И главное, помимо всего прочего, даже помимо мускусных сокровищ твоего белого тела — тела, оказавшегося так близко ко мне, но мне недоступного, — помимо всего прочего — в чем твоя тайна? Нет, я не могу задать тебе этот вопрос: я и сам не умею его выразить. Но свобода воли познается, как вкус картофеля, а то, что я однажды уловил в ее лице, я не способен передать на полотне и вряд ли запомню — нет, я не могу написать с тебя портрет — портрет, хоть отдаленно похожий на живую Беатрис, а потому пожалей меня и допусти до твоей тайны. Я полностью капитулирую. Плыву по течению. Даже если ты не знаешь, что ты есть, все равно допусти меня до себя.

— Где ты обитаешь, Беатрис?

Она вдруг снова попыталась высвободиться.

— Не шевелись. Нет, глупенькая, я не об адресе спрашиваю. Левой стороной головы я касаюсь твоей правой. Ты там есть? Нам нельзя и на дюйм быть врозь. Я обитаю в затылке — ближе к затылку, чем к лобной части. А ты? Ты тоже? Вот я кладу пальцы тебе на шею и веду их вверх. Я найду тебя там? Тепло? Горячо?

Она отстранилась:

— Ты… Не надо, Сэмми!

Как далеко простирается твое я? Или, может, оно лишь черное пятнышко в самой середке и не способно познать себя. Или ты живешь по другой шкале, не мыслимой мною, по которой достигают спокойствия и уверенности.

Но побеждает мускус.

— Сэмми!

— Я сказал: я люблю тебя. О Боже! Разве ты не знаешь, что это значит? Я хочу тебя, хочу тебя всю, не только холодные поцелуи и прогулки. Я хочу быть с тобой, в тебе, на тебе и вокруг тебя, хочу слияния и познания, хочу понимать и быть понимаемым. О Боже! Я люблю тебя, Беатрис. Беатрис, я хочу быть тобой!
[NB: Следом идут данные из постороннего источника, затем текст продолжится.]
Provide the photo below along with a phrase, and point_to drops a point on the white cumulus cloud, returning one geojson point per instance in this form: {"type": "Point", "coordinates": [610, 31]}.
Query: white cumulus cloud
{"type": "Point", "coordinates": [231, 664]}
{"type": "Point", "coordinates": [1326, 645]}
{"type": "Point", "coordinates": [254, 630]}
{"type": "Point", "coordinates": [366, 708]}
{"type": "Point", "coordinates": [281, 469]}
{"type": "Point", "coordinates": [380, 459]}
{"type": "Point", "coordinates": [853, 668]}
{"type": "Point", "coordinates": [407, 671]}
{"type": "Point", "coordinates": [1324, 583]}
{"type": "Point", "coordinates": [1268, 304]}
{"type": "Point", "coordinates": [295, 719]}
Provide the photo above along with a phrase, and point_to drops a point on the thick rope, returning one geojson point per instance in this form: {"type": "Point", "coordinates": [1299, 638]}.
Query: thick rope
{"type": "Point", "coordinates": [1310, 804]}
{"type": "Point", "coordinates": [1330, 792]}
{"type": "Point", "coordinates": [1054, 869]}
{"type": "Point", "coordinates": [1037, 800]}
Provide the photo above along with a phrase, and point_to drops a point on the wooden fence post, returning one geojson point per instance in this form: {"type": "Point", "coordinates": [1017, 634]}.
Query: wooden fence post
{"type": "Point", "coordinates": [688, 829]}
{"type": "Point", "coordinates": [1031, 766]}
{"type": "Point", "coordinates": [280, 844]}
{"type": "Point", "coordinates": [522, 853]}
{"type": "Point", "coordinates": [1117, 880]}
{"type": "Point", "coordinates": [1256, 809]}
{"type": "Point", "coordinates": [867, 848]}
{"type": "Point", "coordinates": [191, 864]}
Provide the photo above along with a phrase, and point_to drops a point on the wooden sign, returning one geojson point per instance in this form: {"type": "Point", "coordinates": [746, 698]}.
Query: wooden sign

Это был момент, когда она могла порвать, забраться подальше, написать мне письмо, а потом избегать меня. По правде сказать, это был ее последний шанс — только она этого не знала. А возможно, мои мужские сильные руки обдавали теплом ее фригидную кожу, вызывали возбуждение в теле.

— Скажи, что любишь меня, или я сойду с ума!

— Сэмми… будь же разумен. Сюда могут…

— К черту всех! Повернись ко мне лицом.

— Я думала…

— Думала — мы друзья? Нет, не друзья. Какие там друзья!

— Я думала…

— Ты не то думала. Мы не друзья, и нам никогда не быть друзьями. Неужели ты этого не чувствуешь? Мы больше, чем друзья, должны быть больше. Поцелуй меня!

— Не хочу. Послушай, Сэмми… ну пожалуйста! Дай мне подумать.

— А ты не думай. Чувствуй. Не умеешь?

— Не знаю.

— Давай поженимся.

— Нам нельзя. Мы оба еще учимся… у нас ни гроша.

— Тогда скажи, что пойдешь за меня. Потом, когда сможем пожениться. Пойдешь?

— Сюда идут.

— Если не пойдешь, я…

— Нас увидят.

— Я убью тебя.

По дорожке приближались мужчина и женщина, рука об руку, — они уже утрясли часть своих проблем. Они смотрели в пространство, минуя взглядом нас, и исчезли из виду.

— Так как?

Начал накрапывать дождь, зашуршал каплями в ветвях. Убийство убийством, а дождь дождем. И мы пошли, я чуть сзади, нависая над ее плечом.

— Так как же?

По ее мокрому, блестящему лицу разлился румянец. Крохотные жемчужины и алмазы гроздьями осели в волосах.

— Давай прибавим шагу, Сэмми. Если мы опоздаем на автобус, следующий придется очень долго ждать.

Я взял ее за кисть и повернул к себе:

— Что и требуется.

Она смотрела на меня по-прежнему ясными, по-прежнему безмятежными глазами. Но блестевшими ярче — ярче от возмущения и триумфа.

— Ты сказал, я тебе небезразлична.

— О Бог мой!

Я окинул взглядом хрупкое тело, оценил, как тонка черепная кость, беззащитна круглая шейка.

— Мы очень долго не сможем пожениться.

— Беатрис!

Она чуть придвинулась ко мне, взглянув на меня сбоку поблескивавшими довольными глазами. И подставила щеку, разрешая поцелуй.

— Так ты пойдешь за меня? Скажи, что пойдешь!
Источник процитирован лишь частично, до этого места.